Behar meets Jews who grew up without religion because of the revolution, and who are now trying to regain it. She visits Havana's oldest, and now abandoned, synagogue, the Sephardic Chevet Ahim; the Orthodox Adath Israel, affiliated with the Lubavitch movement; and the Centro Hebreo Sefaradi, which has a warm and welcoming ambience but has not received anything like the funding and attention showered on the Patronato.

She attends a communal Jewish wedding, where a visiting rabbi leads seven couples in a reaffirmation of their marriage vows ("bridal dresses courtesy of the Joint"). She goes to Havana's kosher butcher shop, where she learns that each customer may receive three-quarters of a pound of meat three or four times a month. She attends a May Day rally with a Jewish communist and listens to Fidel's speech, interviews a Jewish cabinet minister, Jewish scientists and a well-known Jewish beggar. She watches a Mr. Fisher from Canada distribute his semi-annual gifts of underwear and toiletries at Adath Israel synagogue.

Most of these encounters are illustrated by Humberto Mayol's photos of the interviewees, along with the Cubans' own family photos, documents and all kinds of memorabilia linked to their Jewish heritage. This material, along with the book's design, gives it something of the intimacy of a family album.

Behar obviously loves Cuba, and is torn between her two identities as a Cuban-American. Perhaps because of this, she has a tendency to project her feelings and interpret those of her interlocutors, something I found quite distracting. But she is certainly honest about the baggage she brings to her work in Cuba: As the daughter of exiles, she has been brought up to condemn "comunistas" and admits she is afflicted with "Fidel-phobia."

Despite this, the benefits of socialized medicine and education are mentioned, and some of the people she meets do present the revolutionaries' view. One, born to a poor rural family and married to a Jew, says she is grateful to the revolution for the education and medical care she and her husband received. And the Jewish communist is disturbed by Jewish organizations "providing aid in exchange for religious devotion" - a view also confirmed by some of the new synagogue-goers themselves.

Overall, Behar looks at Cuba from an American point of view, and this is, I suppose, inevitable. As someone who lived for many years in Latin America, I felt uncomfortable with her application of the term "underdevelopment" to Cuba, as though comparing its situation to that of its neighbors.

Despite its poverty, Cuba has an illiteracy rate of less than 5 percent ("compared with 11 percent for Latin America as a whole"); twice as many doctors per capita than the U.S. and a universal health care system that 40 million uninsured Americans must surely envy.

I would also have liked to see more than marginal references to the 45-year U.S. trade embargo against Cuba, (which remains in place mainly thanks to the unyielding pressure of the powerful Cuban exile lobby), which is the major reason for the country's poverty.

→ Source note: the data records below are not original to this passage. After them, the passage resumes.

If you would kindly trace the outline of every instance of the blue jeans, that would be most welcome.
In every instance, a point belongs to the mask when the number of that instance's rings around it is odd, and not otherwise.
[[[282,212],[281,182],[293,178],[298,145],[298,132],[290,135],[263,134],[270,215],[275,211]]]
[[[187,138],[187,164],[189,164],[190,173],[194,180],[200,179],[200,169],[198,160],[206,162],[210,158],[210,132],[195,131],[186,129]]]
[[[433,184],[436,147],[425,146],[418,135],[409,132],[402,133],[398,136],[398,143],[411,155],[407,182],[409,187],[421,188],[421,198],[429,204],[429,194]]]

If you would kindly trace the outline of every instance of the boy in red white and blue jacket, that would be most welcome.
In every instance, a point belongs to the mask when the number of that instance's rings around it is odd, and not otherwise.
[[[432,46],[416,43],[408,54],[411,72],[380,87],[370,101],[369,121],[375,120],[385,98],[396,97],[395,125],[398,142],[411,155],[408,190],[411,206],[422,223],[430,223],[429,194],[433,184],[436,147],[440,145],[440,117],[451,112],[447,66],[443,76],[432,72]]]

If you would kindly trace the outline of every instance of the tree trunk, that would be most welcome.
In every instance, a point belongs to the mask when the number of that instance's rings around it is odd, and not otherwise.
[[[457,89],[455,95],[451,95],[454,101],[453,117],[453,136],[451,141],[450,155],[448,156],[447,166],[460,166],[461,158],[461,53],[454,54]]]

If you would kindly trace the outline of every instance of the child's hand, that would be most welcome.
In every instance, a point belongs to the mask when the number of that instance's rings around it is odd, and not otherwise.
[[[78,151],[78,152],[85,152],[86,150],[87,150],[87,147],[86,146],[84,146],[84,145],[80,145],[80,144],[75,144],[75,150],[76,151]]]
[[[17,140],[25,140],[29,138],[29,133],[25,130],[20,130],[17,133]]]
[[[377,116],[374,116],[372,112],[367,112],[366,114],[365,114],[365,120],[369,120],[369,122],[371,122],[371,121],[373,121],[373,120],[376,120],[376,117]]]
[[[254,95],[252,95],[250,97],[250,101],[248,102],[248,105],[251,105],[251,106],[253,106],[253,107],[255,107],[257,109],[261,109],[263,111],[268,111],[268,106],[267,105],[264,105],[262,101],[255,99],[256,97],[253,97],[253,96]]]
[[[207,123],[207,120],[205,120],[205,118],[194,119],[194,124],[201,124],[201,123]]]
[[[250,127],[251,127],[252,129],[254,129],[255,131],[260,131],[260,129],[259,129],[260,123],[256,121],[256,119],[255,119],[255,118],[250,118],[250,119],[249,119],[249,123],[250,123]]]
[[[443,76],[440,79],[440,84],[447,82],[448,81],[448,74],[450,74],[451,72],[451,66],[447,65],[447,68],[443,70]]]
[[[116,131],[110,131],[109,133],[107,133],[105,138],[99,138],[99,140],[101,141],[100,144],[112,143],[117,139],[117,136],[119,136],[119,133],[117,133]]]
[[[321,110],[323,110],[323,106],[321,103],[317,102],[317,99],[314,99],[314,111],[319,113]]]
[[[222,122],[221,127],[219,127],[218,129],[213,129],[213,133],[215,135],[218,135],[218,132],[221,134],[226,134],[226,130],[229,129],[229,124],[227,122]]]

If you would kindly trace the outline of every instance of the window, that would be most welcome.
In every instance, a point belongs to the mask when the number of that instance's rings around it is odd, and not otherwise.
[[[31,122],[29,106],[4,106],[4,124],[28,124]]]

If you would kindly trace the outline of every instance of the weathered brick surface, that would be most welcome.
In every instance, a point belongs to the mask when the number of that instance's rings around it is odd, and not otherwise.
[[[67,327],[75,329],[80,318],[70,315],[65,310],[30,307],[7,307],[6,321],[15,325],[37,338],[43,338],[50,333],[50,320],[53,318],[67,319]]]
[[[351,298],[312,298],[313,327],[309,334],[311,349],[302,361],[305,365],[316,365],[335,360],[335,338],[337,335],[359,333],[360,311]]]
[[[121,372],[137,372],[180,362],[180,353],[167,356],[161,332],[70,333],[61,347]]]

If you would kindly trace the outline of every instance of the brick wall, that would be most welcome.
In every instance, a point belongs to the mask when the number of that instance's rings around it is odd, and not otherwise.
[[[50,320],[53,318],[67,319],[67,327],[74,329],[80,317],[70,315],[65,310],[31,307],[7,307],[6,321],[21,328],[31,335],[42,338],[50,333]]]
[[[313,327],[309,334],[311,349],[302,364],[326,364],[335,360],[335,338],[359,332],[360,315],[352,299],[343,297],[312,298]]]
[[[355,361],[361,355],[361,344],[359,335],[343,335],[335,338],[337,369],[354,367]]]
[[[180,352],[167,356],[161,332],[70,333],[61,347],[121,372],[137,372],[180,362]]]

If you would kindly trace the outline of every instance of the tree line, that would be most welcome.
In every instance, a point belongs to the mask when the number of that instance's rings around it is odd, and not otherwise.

But these are minor complaints. Anyone with an interest in what is left of the Jewish communities of the world will be grateful for Behar and Mayol's contemporary snapshots of Cuban Jewish life. This is not a return to Jewish Cuba, as the subtitle promises, but a glimpse of something quite different, and it is changing even as Behar observes it. With so many members of the community leaving for Israel, most of them probably en route to the U.S., it seems that she undertook this project just in time.

The reader is left wondering how it is that Behar, having lived there until she was 5, remembers nothing of Cuba. Even as she tells us she was searching for memories, and revisits the places she knew as a child, she does not really address this question. I would have been happy to read an interview with her nanny, for example ("who only merits a mention in the book"), and others who knew her family and might have shed light on the old Jewish Cuba that she was once part of. But that would be another story entirely.

Carol Cook is an editor at Haaretz English Edition.